Amanecemos igual que nos había anochecido, en un barco, con chispitas en los ojos y muchas ganas de pisar tierra extranjera. No tarda en aparecer por el infinito horizonte.
Esta vez creo que en lugar de delfines lo que ví escuetamente sobre las olas eran dos atunes pequeños. En cinco travesías no ví ningún delfín. Nunca me había pasado 🙁
Y durante el desayuno se nos acerca un holandés interesado en saber cómo c*** hay que pedir el café para que te den un café con leche de desayuno en lugar de la birria de cortado que lleva en la mano. Y ciertamente, es una de las asignaturas que aprobar en los viajes: distinguir el machiato ( o machiatti) del capuchino, del «nesca» del turkish…

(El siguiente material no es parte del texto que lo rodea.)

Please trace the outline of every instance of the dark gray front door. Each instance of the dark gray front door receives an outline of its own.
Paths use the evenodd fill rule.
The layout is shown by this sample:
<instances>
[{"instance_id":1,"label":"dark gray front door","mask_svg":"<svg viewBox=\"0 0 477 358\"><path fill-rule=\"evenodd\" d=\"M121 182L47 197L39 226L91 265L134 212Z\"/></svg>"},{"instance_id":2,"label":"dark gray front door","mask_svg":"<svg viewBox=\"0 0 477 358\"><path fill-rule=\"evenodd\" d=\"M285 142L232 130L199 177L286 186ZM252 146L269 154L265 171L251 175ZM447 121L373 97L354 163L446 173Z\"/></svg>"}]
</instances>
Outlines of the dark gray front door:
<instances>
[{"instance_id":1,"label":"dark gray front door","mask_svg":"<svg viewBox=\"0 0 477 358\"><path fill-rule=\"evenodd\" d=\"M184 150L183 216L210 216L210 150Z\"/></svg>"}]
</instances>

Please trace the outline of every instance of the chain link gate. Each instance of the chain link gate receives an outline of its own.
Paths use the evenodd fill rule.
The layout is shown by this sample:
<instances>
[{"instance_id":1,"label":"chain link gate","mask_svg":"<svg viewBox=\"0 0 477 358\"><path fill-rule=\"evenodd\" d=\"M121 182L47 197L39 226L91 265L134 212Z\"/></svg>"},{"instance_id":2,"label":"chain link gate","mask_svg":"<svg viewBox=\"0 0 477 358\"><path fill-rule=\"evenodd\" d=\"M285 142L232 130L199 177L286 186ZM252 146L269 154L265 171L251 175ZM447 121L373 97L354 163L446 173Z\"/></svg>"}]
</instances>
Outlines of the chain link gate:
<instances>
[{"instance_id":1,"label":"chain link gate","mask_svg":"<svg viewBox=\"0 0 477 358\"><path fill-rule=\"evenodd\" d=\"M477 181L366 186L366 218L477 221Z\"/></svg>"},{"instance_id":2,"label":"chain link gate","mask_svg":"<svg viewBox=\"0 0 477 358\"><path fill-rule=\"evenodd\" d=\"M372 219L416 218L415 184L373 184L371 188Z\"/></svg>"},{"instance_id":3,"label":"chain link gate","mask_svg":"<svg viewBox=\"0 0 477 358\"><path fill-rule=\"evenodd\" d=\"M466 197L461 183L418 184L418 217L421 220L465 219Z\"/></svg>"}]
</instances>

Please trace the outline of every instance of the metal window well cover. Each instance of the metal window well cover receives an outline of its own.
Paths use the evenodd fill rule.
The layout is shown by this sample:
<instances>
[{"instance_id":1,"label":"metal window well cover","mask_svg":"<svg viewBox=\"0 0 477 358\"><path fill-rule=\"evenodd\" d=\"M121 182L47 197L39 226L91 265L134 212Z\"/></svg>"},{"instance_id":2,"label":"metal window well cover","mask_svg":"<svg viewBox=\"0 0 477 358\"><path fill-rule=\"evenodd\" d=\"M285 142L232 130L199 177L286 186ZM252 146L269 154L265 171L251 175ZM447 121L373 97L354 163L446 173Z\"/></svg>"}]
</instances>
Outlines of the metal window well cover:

Mientras nos hipnotizamos con la cremallera que van dibujando las hélices del barco en popa, Julián me recita una maldición, que sabe que me gustan (cuando no se dirigen a mi, claro): Se convierta el mar en tinta y la tierra en papel y te den tantas puñaladas como letras caben en él.
Aprovecho para ensayar mi cometido con la armónica: recuérdese que uno de los objetivos del viaje es ser capaz de interpretar una cancionela.